Cette petite fille qui suivait le convoi solitaire du prince Michel était juste du même âge que l’heureuse Domenica. Elle était aussi belle que Domenica : plus belle. Au-dessus de Domenica, elle avait en outre l’intelligence et la volonté.

Son enfance avait été misérable ; sa jeunesse était la bataille de celles qui vivent d’aventures.

Elle faisait le métier de somnambule auprès d’un docteur de hasard qui la traitait avec un respect théâtral devant sa clientèle, mais qui la battait dans le tête-à-tête.

Qui l’avait battue, du moins, beaucoup et longtemps, jusqu’à un certain jour où la petite, sans récriminer ni se plaindre, le mordit d’un coup de stylet entre les deux yeux.

Le docteur garda la cicatrice toute sa vie et ne battit plus jamais.

À l’époque du mariage de Domenica et de M. le marquis de Sampierre, Laura et son docteur Strozzi donnaient des consultations à Paris où la beauté remarquable de la jeune somnambule commençait à produire son effet.

Depuis lors M. et Mme de Sampierre voyageaient.

Strozzi abandonna son cabinet et se mit à voyager aussi, les suivant pas à pas avec sa pupille.

M. de Sampierre, véritable marquis de Carabas, avait son palais dans chaque ville principale d’Italie.

Les Strozzi, eux, logeaient partout à l’auberge.

Mais au bout de quelques jours invariablement, un bruit naissait qui établissait de mystérieux rapports entre le palais de M. de Sampierre et l’auberge des Strozzi.

On disait que l’opulente marquise et la pauvre somnambule avaient dans leurs veines le même illustre sang, et que, de fait, sinon de droit, cette belle Laura-Maria était aussi une princesse Paléologue.

Un peu plus de deux ans après l’étrange cérémonie que nous avons décrite aux premières lignes de ce prologue vers la fin d’août 1846, les Sampierre et Strozzi étaient à Milan ; les Sampierre installés royalement au palais Sampietri, avec leurs nombreux domestiques et le joli petit comte Pernola qui ne les quittait pas plus que leur ombre ; les Strozzi campés à l’hôtel des Trois Anglais, avec un gros garçon du pays basque, à la fois compère et valet qui répondait au nom de François Preux et qu’on payait tous les trente-deux du mois.

Cela ne le maigrissait pas : il avait ses industries.

C’était le matin. L’hôtel des Trois Anglais, que vous chercheriez en vain dans le Guide du voyageur en Italie, est une pauvre bicoque, ouvrant ses fenêtres sur une ruelle du quartier populaire de San Lorenzo.

Le Strozzi était déjà debout et arpentait la chambre étroite en fumant sa cigarette, mais Laura-Maria dormait encore. Sur sa couche presque indigente un rayon oblique éclairait la splendeur de sa beauté.

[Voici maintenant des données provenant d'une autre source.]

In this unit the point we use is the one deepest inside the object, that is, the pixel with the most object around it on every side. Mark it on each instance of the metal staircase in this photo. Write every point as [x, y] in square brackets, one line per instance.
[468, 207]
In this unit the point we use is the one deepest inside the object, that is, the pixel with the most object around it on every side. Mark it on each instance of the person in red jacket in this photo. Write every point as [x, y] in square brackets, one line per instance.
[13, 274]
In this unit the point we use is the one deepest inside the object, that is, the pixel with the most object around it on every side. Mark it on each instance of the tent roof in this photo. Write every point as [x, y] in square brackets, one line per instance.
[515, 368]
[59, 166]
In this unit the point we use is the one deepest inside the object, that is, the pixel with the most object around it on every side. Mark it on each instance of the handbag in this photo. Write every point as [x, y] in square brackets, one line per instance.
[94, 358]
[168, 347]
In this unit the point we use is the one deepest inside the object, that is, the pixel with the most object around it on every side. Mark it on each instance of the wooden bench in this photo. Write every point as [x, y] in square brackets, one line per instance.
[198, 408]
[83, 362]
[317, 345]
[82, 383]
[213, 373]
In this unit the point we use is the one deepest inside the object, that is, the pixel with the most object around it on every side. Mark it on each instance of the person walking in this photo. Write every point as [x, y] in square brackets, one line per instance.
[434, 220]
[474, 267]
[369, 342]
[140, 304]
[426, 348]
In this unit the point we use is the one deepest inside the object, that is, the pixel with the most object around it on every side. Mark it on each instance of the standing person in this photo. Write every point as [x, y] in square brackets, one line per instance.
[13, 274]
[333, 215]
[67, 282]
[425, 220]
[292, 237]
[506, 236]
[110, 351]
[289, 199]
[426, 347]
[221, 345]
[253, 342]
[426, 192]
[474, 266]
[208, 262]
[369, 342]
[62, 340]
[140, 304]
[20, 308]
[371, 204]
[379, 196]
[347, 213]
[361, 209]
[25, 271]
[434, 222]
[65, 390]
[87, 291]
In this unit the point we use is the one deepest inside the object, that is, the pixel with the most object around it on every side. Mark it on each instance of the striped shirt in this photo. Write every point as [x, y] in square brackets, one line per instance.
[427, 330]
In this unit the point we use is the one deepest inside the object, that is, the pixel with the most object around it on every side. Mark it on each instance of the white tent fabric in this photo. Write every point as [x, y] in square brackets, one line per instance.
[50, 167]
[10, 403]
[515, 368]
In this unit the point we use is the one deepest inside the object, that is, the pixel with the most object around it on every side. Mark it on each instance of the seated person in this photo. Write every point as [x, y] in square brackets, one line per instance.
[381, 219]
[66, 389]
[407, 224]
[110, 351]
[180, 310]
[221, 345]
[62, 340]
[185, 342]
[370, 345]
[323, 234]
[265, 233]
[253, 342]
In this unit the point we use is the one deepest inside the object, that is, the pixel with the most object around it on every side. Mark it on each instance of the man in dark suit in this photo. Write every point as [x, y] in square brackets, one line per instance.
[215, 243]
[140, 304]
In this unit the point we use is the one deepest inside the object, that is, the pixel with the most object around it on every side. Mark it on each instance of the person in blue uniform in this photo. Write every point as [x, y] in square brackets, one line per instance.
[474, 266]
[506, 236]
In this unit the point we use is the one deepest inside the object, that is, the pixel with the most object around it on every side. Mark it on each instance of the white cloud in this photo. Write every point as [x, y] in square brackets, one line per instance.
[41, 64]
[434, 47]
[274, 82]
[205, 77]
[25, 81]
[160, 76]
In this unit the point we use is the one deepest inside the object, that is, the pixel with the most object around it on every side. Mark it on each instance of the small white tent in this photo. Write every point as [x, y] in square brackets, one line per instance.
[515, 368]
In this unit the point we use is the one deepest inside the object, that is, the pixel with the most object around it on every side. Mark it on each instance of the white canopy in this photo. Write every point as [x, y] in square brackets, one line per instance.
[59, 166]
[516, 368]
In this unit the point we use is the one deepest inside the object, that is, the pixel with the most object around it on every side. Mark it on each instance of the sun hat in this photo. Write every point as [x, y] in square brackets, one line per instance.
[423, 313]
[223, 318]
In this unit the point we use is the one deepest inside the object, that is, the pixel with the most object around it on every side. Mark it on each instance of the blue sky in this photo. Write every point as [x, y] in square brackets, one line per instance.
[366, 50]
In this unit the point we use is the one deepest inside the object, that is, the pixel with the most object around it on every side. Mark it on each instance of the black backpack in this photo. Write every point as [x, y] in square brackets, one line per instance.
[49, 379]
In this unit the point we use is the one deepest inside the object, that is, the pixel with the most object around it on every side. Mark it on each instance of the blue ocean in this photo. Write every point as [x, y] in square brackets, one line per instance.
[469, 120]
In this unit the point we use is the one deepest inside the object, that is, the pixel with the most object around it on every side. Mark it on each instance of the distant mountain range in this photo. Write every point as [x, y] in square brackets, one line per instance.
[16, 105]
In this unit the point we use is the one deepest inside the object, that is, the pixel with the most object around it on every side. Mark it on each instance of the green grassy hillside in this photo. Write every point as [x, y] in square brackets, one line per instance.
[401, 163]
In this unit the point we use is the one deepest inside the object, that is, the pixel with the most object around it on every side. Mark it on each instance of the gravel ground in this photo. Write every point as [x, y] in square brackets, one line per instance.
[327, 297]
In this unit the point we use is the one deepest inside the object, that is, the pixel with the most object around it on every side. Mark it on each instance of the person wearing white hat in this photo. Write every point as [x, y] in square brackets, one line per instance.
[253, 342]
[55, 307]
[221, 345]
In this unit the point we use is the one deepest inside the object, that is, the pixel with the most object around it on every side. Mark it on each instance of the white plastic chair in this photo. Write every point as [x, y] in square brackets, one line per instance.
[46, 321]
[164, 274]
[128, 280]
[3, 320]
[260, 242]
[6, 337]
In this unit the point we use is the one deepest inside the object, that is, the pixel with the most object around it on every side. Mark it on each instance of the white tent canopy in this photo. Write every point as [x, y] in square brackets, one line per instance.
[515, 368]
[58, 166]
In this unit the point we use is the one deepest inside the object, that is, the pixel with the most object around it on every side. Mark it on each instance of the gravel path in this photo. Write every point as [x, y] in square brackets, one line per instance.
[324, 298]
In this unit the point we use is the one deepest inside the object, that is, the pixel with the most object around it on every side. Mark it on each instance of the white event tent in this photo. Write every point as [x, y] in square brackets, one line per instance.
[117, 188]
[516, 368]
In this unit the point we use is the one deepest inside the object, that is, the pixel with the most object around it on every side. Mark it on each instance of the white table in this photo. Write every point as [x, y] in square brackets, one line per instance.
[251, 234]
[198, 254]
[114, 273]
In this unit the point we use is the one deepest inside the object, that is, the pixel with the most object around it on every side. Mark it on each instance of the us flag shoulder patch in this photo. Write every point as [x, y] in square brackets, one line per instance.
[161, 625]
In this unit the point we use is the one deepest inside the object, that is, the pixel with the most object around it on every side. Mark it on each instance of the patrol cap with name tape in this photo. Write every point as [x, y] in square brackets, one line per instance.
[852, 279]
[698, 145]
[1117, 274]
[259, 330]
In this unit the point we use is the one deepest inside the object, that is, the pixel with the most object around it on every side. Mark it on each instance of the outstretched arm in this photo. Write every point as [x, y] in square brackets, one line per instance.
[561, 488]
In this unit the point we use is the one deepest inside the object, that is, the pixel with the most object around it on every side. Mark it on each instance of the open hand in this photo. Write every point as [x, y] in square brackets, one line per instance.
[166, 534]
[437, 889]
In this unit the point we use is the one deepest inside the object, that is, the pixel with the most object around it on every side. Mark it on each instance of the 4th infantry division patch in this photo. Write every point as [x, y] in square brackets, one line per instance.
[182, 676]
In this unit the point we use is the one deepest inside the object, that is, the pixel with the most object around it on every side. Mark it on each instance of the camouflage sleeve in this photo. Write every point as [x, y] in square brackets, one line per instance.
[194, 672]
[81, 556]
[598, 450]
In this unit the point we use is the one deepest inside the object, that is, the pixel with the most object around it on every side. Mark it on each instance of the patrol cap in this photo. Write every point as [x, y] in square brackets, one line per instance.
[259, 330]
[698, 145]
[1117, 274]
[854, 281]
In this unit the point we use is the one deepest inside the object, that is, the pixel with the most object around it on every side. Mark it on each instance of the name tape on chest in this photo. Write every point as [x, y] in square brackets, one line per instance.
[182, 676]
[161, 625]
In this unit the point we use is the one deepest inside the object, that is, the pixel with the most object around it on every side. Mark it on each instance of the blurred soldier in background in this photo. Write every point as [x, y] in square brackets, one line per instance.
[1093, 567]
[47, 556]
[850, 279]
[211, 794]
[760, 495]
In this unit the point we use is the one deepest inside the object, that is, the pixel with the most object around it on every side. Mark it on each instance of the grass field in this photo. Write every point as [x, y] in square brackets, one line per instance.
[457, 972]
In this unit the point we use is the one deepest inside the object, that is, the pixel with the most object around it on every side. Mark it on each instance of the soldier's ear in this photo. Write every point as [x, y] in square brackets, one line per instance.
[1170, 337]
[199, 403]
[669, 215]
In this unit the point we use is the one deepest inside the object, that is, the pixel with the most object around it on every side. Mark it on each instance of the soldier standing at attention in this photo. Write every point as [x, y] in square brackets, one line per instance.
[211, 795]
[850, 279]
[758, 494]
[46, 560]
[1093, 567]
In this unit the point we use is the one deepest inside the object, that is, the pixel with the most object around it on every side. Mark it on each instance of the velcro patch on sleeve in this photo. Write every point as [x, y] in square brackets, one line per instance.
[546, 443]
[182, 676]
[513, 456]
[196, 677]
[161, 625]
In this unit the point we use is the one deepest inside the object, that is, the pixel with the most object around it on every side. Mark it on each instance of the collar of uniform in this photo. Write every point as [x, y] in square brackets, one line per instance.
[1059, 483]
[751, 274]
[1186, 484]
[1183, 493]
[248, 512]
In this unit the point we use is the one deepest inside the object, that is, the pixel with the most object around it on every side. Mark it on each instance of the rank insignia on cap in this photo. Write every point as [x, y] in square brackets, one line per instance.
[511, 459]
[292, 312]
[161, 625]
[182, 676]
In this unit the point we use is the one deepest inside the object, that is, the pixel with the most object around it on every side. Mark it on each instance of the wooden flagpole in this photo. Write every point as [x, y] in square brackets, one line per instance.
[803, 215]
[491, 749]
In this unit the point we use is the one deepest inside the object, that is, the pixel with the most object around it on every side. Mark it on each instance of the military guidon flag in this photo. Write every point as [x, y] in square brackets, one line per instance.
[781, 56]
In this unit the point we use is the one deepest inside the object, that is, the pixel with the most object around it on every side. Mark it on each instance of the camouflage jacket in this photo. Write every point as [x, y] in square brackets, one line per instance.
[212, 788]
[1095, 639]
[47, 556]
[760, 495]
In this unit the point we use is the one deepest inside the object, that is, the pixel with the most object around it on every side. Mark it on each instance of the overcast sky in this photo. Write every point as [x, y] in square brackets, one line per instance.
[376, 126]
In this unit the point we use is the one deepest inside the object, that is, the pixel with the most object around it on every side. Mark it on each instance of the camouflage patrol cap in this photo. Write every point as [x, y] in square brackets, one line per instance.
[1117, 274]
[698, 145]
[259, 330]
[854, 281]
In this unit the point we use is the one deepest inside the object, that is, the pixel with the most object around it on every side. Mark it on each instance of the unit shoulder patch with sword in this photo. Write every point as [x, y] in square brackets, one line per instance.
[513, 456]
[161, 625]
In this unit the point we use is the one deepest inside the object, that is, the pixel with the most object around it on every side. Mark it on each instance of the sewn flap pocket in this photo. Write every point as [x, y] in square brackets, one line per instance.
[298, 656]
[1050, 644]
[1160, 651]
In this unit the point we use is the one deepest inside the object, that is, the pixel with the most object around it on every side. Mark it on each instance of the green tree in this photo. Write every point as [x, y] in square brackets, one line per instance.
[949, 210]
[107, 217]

Elle était encore plus merveilleusement jolie que belle, et l’harmonie exquise de ses traits souriait comme un délicieux rêve dans les masses de ses cheveux qui baignaient l’oreiller.

Quelquefois la physionomie parle, même dans le sommeil. Celle de Laura-Maria se taisait. Le regard, en la contemplant, percevait seulement cette saveur que dégage tout chef-d’œuvre.

La porte s’ouvrit sans qu’on eût frappé. La taille courte et replète de François Preux, le valet, se montra sur le seuil. Il portait un paquet assez volumineux sous son bras.

— C’est pour tantôt, dit-il en déposant le paquet sur une table. Le petit comte Pernola est un malin singe. Il offre cent louis pour l’affaire de la cathédrale, deux cents pour le coup de couteau, et cent mille francs à Paris, dans trois mois, si tout va bien. Comme cela, notre Maria aura toujours un petit morceau de la fortune de ses pères.

— Et les deux messieurs de Tréglave ? demanda Strozzi.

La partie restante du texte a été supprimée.